The number of A-levels sat this year may have dropped by 17,000, but another qualification designed to develop sixth-formers’ independent learning and research skills has bucked the trend with its fifth consecutive rise in entries.
This year, the extended project was sat by 33,200 students, up 9 per cent from 2013. Only eight A-level subjects were sat by more students, with the qualification proving more popular than established courses such as sociology, geography and economics.
But this only tells part of the little-known success story: the number of entries has increased six-fold since it was first taken in 2009 by just 5,100 sixth-formers.
It was initially created as a compulsory element of the ill-fated Diploma by the former Labour government, but has since evolved into a standalone qualification in its own right.
Most commonly, it takes the form of a dissertation of 5,000-6,000 words, which could be structured as an academic essay or research report. Alternatively, students also have the option of creating an artefact, such as a piece of art or a computer game, or staging a production, which could take the form of a charity event, fashion show or sports event.
Speaking at the launch of this year’s A-level results, AQA chief executive Andrew Hall said the extended project was in many schools replacing the general studies A-level, which saw a 24 per cent drop in entries from last year. This was the first year in which more students entered the extended project than general studies, which this summer was sat by 7,600 fewer students than in 2013.

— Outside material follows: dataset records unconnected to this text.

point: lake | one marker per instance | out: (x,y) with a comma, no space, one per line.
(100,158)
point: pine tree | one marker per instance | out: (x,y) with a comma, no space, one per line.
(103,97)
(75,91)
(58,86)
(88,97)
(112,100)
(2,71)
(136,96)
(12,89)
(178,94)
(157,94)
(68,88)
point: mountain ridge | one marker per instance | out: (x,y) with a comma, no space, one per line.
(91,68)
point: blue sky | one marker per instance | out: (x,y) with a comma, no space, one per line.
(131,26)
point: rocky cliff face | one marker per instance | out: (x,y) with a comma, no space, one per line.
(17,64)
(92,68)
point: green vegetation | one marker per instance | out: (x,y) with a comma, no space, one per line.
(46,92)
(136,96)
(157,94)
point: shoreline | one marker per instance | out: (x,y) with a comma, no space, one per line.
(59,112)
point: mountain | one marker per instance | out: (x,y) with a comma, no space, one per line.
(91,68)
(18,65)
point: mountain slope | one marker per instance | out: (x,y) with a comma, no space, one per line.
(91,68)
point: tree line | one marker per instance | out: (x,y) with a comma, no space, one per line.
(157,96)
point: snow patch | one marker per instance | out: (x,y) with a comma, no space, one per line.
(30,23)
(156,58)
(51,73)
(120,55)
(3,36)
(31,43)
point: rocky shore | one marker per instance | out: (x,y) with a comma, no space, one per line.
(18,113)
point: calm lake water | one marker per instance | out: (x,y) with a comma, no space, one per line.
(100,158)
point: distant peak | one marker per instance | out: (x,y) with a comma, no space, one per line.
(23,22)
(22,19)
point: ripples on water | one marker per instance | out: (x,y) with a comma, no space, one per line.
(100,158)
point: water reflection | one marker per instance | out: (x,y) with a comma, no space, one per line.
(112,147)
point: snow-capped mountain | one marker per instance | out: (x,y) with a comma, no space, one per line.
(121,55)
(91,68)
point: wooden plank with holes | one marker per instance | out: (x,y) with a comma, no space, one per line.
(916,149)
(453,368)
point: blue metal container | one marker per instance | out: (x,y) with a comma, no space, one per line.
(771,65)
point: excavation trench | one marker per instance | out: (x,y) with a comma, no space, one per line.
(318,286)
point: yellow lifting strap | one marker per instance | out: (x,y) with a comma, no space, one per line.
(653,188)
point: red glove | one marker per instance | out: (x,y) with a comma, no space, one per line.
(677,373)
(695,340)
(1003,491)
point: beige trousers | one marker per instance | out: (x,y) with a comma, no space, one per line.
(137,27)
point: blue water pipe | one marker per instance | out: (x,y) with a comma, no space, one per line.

“The extended project is a qualification that higher education [institutions] find attractive,” he said. “When we talk to them and schools talk to them, they say it’s not the qualification itself but it’s actually the development in skills, in research, writing and investigation, that they find particularly valuable in helping young people prepare for their university courses.
“To some extent, I think it’s replacing general studies as that fourth subject in a number of schools and colleges… I think that’s a qualification that’s straightforward to deliver in schools, and will continue to gain popularity.”
Brian Lightman, general secretary of the Association of School and College Leaders, said the extended project was also highly regarded by employers.
“Think of the range of skills young people need in the workplace: communication skills, the ability to work independently, to solve problems, to research effectively and to write coherently,” he said. “All of these things employers tell us they need, over and over again.
“To undertake independent work of this kind over a long period really helps [students] to develop those transferable skills. I’m sure it will make them better students in higher education when they progress to that. But it makes them more employable as well.
“It also gives them an opportunity to pursue an area of particular interest they have by conducting a piece of research, or an in-depth study, of an area of interest. This is a really positive development and it complements what they will do through the other A-level courses they will follow, and allows them to add further depth and rigour to their studies.”